Neste cenário, o norueguês Leif Ove Andsnes, 55 anos, é um dos pianistas que fundem talento excepcional com criatividade, ao mesmo tempo, corajosa, porém sempre criteriosa. Lá se vão 23 anos quando escutei e escrevi sobre um álbum Schubert em que ele justapôs a grandiosa “Sonata no. 20 em lá maior D.959” com quatro lieder interpretados pelo tenor inglês Ian Bostridge, um deles, “Auf dem Strom”, “No rio”, póstumo, que prevê também uma trompa.
Andsnes estava com 31 anos. Ele sempre manteve acesa esta chama em busca de novas sonoridades. Pois seu mais recente álbum, lançado em abril passado e CD desta Semana na Cultura Fm, é dedicado a Liszt. Mas atenção: não ao virtuose célebre do piano, mas ao abade franciscano de suas décadas finais de vida. Ele se intitula “Via Crucis e peças para piano solo”. Reina aqui o religioso, humildemente arrependido de uma vida mundana anterior. Com seus 36 minutos retratando as catorze estações da via crúcis de Jesus Cristo, a obra – para coro misto e piano -- remete a Palestrina e a uma escrita que almeja a pureza do canto gregoriano medieval. Não agradou a ninguém entre 1879 e 1886, data de sua morte. Permaneceu inédita até 1929.

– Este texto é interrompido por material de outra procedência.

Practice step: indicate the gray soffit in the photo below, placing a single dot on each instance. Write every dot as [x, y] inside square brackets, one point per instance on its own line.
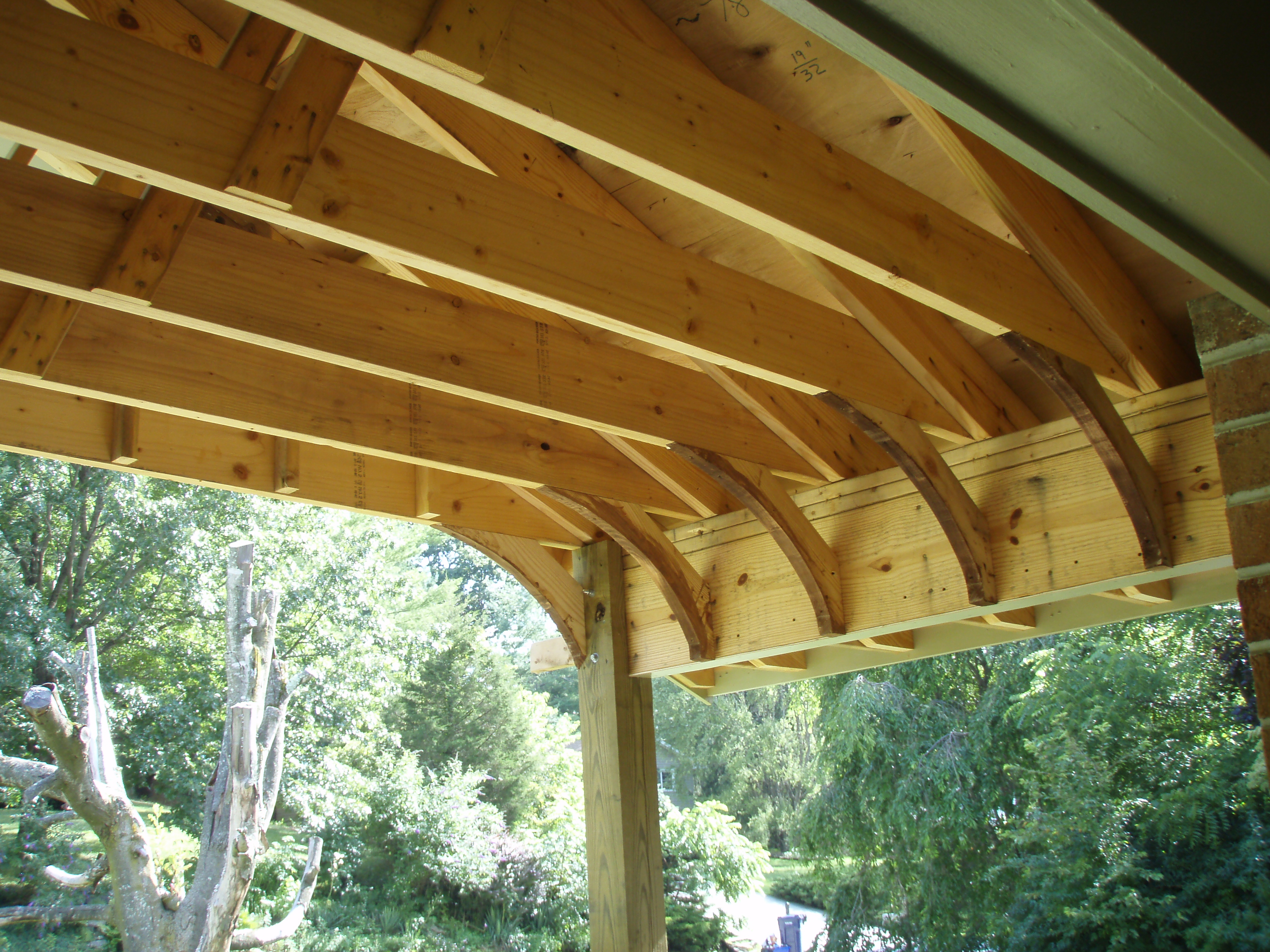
[1065, 89]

As peças para piano escolhidas por Andsnes retratam justamente o momento em que o pianista que enfeitiçava o mundo dava lugar ao maestro de Weimar e à gestação do homem que encerrou a carreira de virtuose do piano que abraçaria, dali para a frente, a religião: “Consolações – seis pensamentos poéticos S. 172; e duas das dez “Harmonias poéticas e religiosas”.